Wednesday, May 18, 2011

Please leave a message

Well here’s a bit for you: I was going to write a piece for you all today. I had been planning to tell you that, Coming out of an ether dream, I scanned the room to regain my place and found that I was alone. I would have informed you that I was in my paper dress, and that the blanket was still neatly tucked around my torso, going to show just how deep I had been under. There was to be talk of my hand running over the rectangular patch of shaven skin on the left-hand side of my chest, freshly bubbled with scar. A drawn-out rousing would have ensued, and I would have struggled to bring myself to a seated position.

There was going to be a reckoning and a remembering, an internal parsing of detail and wonder at the silence sandwiched between the business of the hospital hallway to the left of me and the general human traffic of the outside world to the right, the latter represented in sight only by the waving top of a tree against a patch of drab sky. There would have been one of those scenes where the patient, confused from the doping, would have staggered from his bed, stuck his feet into his slippers, spent minutes trying to find his clothes, looking for his wallet, his keys, his phone, so that he could get out of there. That would have been me.
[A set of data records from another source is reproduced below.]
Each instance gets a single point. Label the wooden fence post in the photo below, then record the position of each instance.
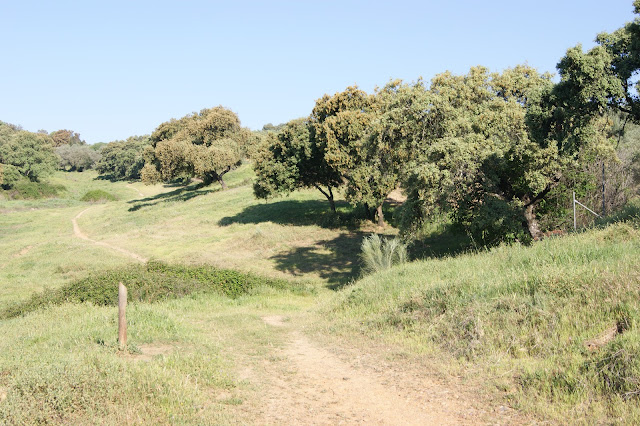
(122, 316)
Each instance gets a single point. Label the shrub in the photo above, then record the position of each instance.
(382, 253)
(97, 195)
(151, 282)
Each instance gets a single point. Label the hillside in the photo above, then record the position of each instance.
(510, 335)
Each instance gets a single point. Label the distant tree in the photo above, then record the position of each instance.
(31, 154)
(77, 157)
(98, 146)
(476, 157)
(271, 128)
(396, 112)
(289, 160)
(66, 137)
(123, 160)
(206, 145)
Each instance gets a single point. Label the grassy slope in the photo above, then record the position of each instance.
(280, 238)
(522, 316)
(516, 316)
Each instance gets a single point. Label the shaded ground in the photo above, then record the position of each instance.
(184, 193)
(305, 383)
(295, 212)
(335, 260)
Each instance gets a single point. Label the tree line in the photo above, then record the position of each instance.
(496, 152)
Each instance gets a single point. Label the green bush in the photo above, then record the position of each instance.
(24, 189)
(152, 282)
(97, 195)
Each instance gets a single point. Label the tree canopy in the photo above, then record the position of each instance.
(205, 145)
(290, 160)
(25, 155)
(123, 160)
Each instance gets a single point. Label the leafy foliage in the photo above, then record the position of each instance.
(123, 160)
(29, 154)
(290, 160)
(205, 145)
(152, 282)
(24, 189)
(77, 157)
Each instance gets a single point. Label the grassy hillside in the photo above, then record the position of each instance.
(282, 238)
(554, 326)
(550, 329)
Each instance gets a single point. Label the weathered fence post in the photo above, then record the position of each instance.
(122, 316)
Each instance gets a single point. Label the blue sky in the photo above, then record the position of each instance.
(112, 69)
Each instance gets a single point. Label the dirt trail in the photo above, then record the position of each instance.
(305, 383)
(135, 189)
(78, 233)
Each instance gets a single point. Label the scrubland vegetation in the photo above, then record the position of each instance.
(476, 268)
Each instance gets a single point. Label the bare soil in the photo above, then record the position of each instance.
(304, 382)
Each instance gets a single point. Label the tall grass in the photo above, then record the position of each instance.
(555, 324)
(378, 254)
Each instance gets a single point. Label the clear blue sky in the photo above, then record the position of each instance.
(112, 69)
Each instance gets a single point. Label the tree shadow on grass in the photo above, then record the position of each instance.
(295, 212)
(184, 193)
(335, 260)
(446, 243)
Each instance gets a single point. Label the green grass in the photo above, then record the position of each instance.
(515, 319)
(97, 195)
(226, 229)
(61, 365)
(523, 315)
(151, 282)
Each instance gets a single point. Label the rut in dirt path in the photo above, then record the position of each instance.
(78, 233)
(311, 384)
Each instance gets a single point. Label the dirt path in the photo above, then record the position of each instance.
(78, 233)
(305, 383)
(135, 189)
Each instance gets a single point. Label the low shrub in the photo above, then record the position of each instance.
(152, 282)
(25, 189)
(97, 195)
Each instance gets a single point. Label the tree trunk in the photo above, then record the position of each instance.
(532, 222)
(222, 183)
(329, 196)
(332, 201)
(380, 215)
(219, 177)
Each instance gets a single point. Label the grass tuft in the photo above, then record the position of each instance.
(379, 254)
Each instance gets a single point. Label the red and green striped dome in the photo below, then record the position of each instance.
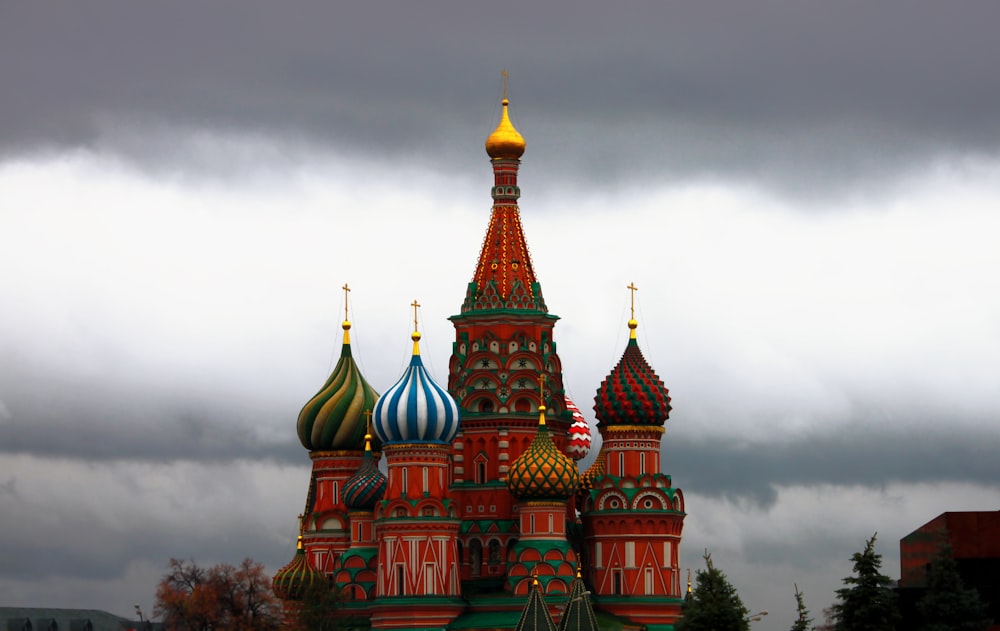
(632, 394)
(292, 581)
(334, 419)
(542, 471)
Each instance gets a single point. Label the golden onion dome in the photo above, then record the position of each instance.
(505, 143)
(542, 472)
(293, 580)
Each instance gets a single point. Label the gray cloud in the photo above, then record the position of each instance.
(801, 96)
(857, 453)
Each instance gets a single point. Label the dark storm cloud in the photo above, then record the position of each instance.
(99, 422)
(798, 93)
(854, 454)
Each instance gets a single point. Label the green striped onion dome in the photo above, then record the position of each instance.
(632, 394)
(367, 486)
(542, 471)
(334, 419)
(292, 581)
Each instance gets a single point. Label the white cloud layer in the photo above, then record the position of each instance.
(133, 301)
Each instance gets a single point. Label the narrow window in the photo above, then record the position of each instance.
(400, 580)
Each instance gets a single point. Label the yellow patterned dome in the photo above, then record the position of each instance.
(543, 472)
(505, 143)
(293, 580)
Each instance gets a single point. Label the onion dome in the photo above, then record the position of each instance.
(292, 581)
(334, 419)
(632, 394)
(367, 486)
(505, 143)
(416, 409)
(579, 433)
(542, 472)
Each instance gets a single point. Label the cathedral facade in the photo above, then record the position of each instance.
(482, 502)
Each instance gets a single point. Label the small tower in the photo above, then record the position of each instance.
(632, 516)
(291, 582)
(357, 569)
(332, 427)
(416, 524)
(542, 479)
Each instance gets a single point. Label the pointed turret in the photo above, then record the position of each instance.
(543, 472)
(579, 613)
(504, 277)
(535, 615)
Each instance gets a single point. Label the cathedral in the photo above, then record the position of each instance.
(482, 519)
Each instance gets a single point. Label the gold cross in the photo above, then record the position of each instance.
(631, 287)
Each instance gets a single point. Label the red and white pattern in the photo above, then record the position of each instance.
(579, 434)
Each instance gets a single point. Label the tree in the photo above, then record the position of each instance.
(318, 608)
(947, 605)
(803, 620)
(713, 604)
(868, 603)
(222, 597)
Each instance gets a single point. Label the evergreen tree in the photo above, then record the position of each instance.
(947, 605)
(803, 620)
(868, 603)
(713, 604)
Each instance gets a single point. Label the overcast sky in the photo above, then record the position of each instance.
(805, 194)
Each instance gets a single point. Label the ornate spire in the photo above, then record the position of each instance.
(535, 615)
(579, 613)
(505, 143)
(504, 276)
(334, 418)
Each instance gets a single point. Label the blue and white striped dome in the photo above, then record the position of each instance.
(416, 410)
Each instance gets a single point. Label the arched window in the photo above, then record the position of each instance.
(475, 556)
(494, 549)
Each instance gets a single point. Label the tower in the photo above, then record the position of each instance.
(357, 569)
(632, 515)
(416, 524)
(542, 479)
(332, 427)
(503, 341)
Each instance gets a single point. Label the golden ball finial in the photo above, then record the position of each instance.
(505, 143)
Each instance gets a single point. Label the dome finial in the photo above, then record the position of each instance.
(347, 323)
(632, 324)
(505, 143)
(415, 336)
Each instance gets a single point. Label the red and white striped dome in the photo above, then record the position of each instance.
(579, 434)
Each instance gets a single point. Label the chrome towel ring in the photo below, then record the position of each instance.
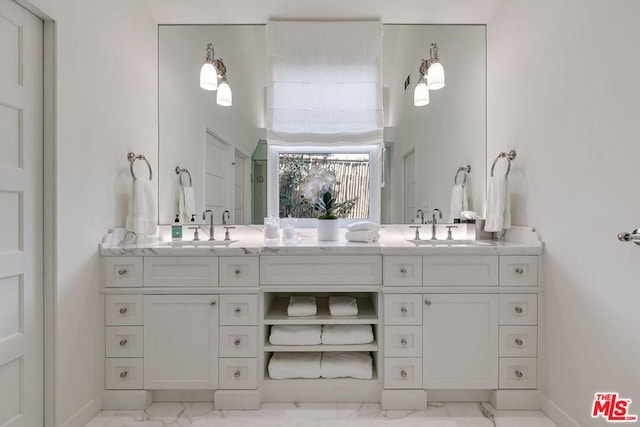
(132, 157)
(511, 155)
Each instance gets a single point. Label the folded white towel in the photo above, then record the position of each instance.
(339, 364)
(302, 306)
(295, 335)
(347, 334)
(343, 306)
(141, 218)
(365, 236)
(498, 204)
(295, 365)
(363, 225)
(459, 202)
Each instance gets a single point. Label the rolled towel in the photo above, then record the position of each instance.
(302, 306)
(339, 364)
(343, 306)
(366, 236)
(363, 225)
(347, 334)
(296, 335)
(295, 365)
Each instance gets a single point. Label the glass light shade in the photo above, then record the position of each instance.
(421, 95)
(435, 76)
(208, 77)
(223, 97)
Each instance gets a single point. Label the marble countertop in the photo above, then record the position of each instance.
(248, 240)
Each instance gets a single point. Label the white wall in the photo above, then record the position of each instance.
(563, 90)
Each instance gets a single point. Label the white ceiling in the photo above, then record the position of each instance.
(260, 11)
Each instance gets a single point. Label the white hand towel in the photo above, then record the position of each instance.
(459, 201)
(294, 365)
(498, 205)
(343, 306)
(365, 236)
(363, 225)
(141, 218)
(302, 306)
(347, 334)
(339, 364)
(295, 335)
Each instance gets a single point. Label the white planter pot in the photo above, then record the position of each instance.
(328, 229)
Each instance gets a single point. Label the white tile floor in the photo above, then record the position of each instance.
(320, 415)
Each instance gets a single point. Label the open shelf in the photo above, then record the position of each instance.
(277, 314)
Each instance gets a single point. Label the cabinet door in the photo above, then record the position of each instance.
(181, 341)
(460, 342)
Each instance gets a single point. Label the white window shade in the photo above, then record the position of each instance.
(324, 83)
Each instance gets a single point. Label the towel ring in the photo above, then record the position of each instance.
(132, 157)
(511, 155)
(180, 172)
(466, 170)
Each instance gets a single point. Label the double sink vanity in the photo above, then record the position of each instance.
(452, 320)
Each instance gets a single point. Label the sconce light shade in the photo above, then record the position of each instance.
(223, 97)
This is where things were going to start to get funky, starting with me picking up the hospital phone, dialing 9 for an outside line and punching in my own cell phone number, not easily recalled given my state. Cue the humming, the humming, the humming, followed by a pause. I would have gripped the telephone receiver tighter and, confused, would have half been waiting for me to pick up on the other end of the line. Something was to have been wrong. Then the humming again, the humming, the humming, and a rattling in my chest. I feared the worst — I was relapsing, the surgery had not gone well, aliens were attacking earth from inside me, I was to have been confused. I would have gathered the will to set the hospital phone back on its hook, then would have sat on the bed to recover. The humming would have thankfully ceased.

This was going to be the point at which it was going to have dawned on me. I would have gone to pick up the hospital phone again. I would have held it to my ear, and I would have started to redial — slowly, tentatively – my number. I would have held my breath and waited, bracing myself as my chest once more began to vibrate and throb and (there would have been no use trying to deny it) to ring. It would have been confirmed: my phone had been closed into my body, with my heart. Perhaps, I would have thought further, with a shudder, it had even replaced my heart.
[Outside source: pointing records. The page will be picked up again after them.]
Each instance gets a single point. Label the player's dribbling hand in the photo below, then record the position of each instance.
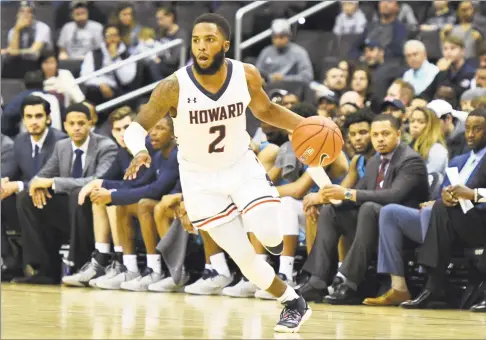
(142, 158)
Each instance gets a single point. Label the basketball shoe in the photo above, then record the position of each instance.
(294, 314)
(264, 295)
(243, 288)
(211, 283)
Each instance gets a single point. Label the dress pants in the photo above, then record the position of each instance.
(447, 227)
(397, 222)
(45, 230)
(359, 223)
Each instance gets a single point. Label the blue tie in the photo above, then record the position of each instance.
(78, 164)
(36, 159)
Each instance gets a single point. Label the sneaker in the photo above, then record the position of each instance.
(244, 288)
(294, 314)
(168, 285)
(264, 295)
(91, 270)
(114, 282)
(141, 283)
(212, 285)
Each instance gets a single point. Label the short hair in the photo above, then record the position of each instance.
(35, 100)
(390, 118)
(360, 116)
(120, 113)
(218, 20)
(453, 39)
(303, 109)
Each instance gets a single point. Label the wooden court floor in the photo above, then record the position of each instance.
(52, 312)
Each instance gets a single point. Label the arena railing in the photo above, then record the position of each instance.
(137, 57)
(240, 46)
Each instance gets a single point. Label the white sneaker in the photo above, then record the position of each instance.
(116, 281)
(141, 283)
(244, 288)
(264, 295)
(168, 285)
(212, 285)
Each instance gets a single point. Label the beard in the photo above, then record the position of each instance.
(215, 66)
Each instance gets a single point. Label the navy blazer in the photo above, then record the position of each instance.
(24, 163)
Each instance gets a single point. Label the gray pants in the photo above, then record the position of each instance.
(397, 222)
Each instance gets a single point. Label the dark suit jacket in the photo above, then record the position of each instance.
(24, 163)
(406, 180)
(101, 153)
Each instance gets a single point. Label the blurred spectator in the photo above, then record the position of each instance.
(421, 72)
(167, 31)
(464, 29)
(25, 41)
(441, 16)
(284, 60)
(81, 35)
(124, 19)
(387, 31)
(428, 140)
(452, 128)
(108, 85)
(454, 71)
(58, 82)
(351, 20)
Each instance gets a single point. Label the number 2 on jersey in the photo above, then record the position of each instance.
(221, 129)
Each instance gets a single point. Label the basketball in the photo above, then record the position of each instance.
(317, 141)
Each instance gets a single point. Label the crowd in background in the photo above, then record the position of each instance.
(406, 117)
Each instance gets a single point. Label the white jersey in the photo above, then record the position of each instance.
(211, 128)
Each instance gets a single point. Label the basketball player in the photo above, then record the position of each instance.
(226, 190)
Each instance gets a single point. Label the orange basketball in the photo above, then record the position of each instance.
(317, 141)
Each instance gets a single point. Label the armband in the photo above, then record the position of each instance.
(134, 138)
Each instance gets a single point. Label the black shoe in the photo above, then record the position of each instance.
(480, 307)
(425, 300)
(344, 295)
(294, 314)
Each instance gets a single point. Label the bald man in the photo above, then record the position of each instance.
(421, 72)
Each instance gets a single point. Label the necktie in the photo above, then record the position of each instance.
(381, 173)
(78, 164)
(36, 159)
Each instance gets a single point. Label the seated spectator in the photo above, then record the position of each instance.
(387, 31)
(454, 71)
(107, 86)
(405, 183)
(351, 20)
(25, 41)
(137, 199)
(428, 140)
(124, 20)
(464, 29)
(284, 60)
(169, 30)
(81, 35)
(440, 17)
(59, 82)
(48, 209)
(397, 222)
(452, 127)
(421, 72)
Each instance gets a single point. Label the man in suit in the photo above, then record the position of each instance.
(449, 225)
(48, 210)
(397, 174)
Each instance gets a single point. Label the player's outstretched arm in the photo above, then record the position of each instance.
(263, 108)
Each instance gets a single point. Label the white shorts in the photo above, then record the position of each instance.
(215, 198)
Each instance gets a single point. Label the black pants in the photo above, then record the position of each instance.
(44, 231)
(359, 224)
(449, 227)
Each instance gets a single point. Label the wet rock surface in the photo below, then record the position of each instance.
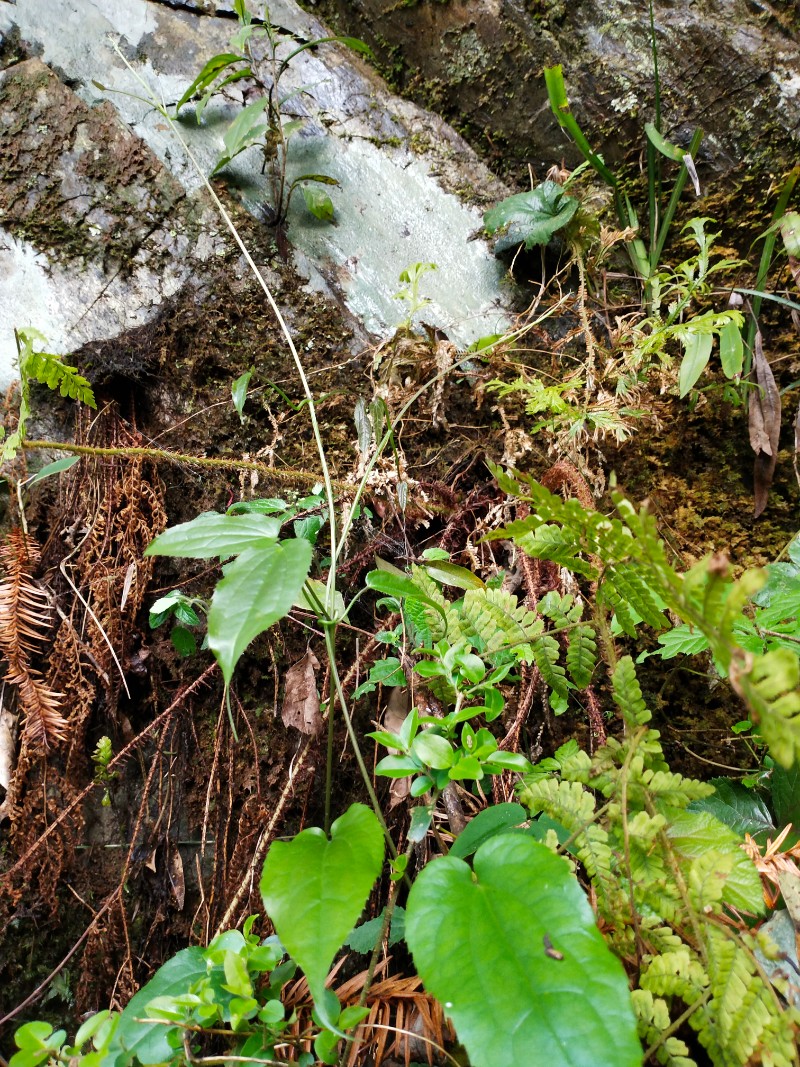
(732, 68)
(104, 216)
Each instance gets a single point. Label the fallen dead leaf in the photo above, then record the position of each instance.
(765, 425)
(301, 700)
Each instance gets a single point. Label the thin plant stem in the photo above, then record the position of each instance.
(330, 631)
(331, 586)
(654, 159)
(764, 265)
(388, 911)
(672, 206)
(164, 456)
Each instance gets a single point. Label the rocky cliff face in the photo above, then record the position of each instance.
(730, 66)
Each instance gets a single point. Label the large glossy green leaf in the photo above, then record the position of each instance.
(530, 218)
(697, 353)
(214, 535)
(739, 808)
(147, 1041)
(731, 349)
(259, 588)
(514, 955)
(315, 889)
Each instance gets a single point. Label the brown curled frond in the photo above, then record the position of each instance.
(25, 621)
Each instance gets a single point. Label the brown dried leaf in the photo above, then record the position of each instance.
(25, 619)
(8, 746)
(301, 700)
(765, 425)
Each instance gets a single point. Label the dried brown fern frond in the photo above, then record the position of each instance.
(25, 619)
(404, 1022)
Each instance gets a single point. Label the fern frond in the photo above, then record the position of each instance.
(49, 370)
(608, 595)
(449, 626)
(25, 617)
(677, 973)
(670, 787)
(646, 860)
(581, 655)
(545, 651)
(499, 620)
(770, 689)
(742, 1022)
(547, 541)
(654, 1019)
(562, 610)
(630, 587)
(573, 807)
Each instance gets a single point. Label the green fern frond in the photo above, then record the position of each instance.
(744, 1021)
(562, 610)
(677, 973)
(573, 807)
(547, 541)
(670, 787)
(545, 651)
(499, 620)
(581, 655)
(645, 859)
(630, 587)
(653, 1015)
(608, 595)
(449, 626)
(49, 370)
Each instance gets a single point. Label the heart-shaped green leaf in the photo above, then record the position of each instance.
(259, 588)
(530, 218)
(517, 960)
(315, 889)
(214, 535)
I would have been too dull and dazed to have ended the call. It would have kept ringing and ringing, and I would have considered the various consequences, all of them dire, I would have thought, even though I am not and would not have been a doctor. They warn you not even to keep your phone in your pocket, don’t they, I would have asked myself, I mean, not in your front pocket, anyway, not if you are a man and you have any desire to procreate at any point in the future. That’s what they say, I would have said.
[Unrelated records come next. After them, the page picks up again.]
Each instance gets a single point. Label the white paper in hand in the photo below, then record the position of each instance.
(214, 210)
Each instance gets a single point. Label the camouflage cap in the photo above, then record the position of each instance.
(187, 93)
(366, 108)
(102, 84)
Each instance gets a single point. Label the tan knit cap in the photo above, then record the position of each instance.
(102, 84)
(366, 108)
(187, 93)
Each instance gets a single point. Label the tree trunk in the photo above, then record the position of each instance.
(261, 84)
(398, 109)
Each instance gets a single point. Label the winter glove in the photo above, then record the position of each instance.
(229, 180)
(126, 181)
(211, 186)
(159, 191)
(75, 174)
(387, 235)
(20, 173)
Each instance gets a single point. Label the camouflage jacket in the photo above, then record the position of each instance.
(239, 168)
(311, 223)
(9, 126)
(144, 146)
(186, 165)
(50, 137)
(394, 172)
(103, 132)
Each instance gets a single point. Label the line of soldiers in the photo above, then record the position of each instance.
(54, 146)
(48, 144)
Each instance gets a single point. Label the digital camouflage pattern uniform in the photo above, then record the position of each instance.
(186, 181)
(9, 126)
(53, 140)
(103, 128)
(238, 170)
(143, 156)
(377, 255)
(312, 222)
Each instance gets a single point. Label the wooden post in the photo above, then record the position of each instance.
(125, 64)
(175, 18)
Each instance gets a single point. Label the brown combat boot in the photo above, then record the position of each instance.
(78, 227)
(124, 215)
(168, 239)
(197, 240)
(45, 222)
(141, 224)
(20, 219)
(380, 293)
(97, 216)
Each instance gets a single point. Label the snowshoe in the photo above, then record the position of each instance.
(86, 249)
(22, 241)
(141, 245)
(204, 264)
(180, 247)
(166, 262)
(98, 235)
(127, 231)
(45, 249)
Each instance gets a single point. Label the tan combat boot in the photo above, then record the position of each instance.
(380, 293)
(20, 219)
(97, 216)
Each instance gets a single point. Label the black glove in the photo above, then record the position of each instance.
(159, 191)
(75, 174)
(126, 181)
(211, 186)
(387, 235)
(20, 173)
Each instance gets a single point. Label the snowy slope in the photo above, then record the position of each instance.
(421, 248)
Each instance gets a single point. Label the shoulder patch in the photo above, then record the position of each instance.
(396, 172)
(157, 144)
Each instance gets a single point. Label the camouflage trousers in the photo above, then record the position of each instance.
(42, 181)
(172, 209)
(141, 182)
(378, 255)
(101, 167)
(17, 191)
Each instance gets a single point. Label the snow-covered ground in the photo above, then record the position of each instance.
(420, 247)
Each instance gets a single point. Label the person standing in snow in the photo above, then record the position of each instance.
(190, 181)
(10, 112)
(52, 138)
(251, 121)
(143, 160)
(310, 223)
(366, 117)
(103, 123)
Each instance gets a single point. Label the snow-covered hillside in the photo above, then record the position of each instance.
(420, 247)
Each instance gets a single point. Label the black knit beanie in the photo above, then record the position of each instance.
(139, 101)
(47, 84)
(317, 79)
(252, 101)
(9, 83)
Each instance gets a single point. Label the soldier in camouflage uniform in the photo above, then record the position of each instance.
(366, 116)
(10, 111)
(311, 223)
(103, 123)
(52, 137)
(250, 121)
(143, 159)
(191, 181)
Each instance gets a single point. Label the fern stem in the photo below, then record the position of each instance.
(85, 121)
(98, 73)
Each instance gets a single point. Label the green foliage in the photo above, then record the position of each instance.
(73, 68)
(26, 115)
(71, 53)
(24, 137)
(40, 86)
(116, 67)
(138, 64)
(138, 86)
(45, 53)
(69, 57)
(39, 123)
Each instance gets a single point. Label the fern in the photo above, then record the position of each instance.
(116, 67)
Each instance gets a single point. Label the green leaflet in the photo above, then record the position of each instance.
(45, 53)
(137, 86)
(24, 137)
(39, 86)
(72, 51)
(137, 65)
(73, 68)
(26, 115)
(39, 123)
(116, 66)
And still the phone would have rung and rung in my chest, and I would have experienced visions of phone as heart, visions which would have made no real sense, visions of digits, fives, eights, zeroes, marching up and down my aortas and wandering into capillaries, bunching up against one another, coagulating, forming whole numbers. I would have sat horrified. Not for long, though, because after a certain number of rings, I would have been taken to my voice mail. I would have heard myself saying, I’m sorry, I’m not able to pick up my phone right now, but if you leave your name and number I’ll get back to you as soon as I can.

What would I have done, reader, in actuality? Would I have hung up, knowing that to leave a message would serve no purpose? Would I have sobbed down into the thing at the madness involved? Or would I have just left a message, as a sort of official record, my first message to my new heart, to be replayed and treasured, lifetime in and out, for posterity? That’s why I haven’t written you this story, dear reader, and for that I am sorry.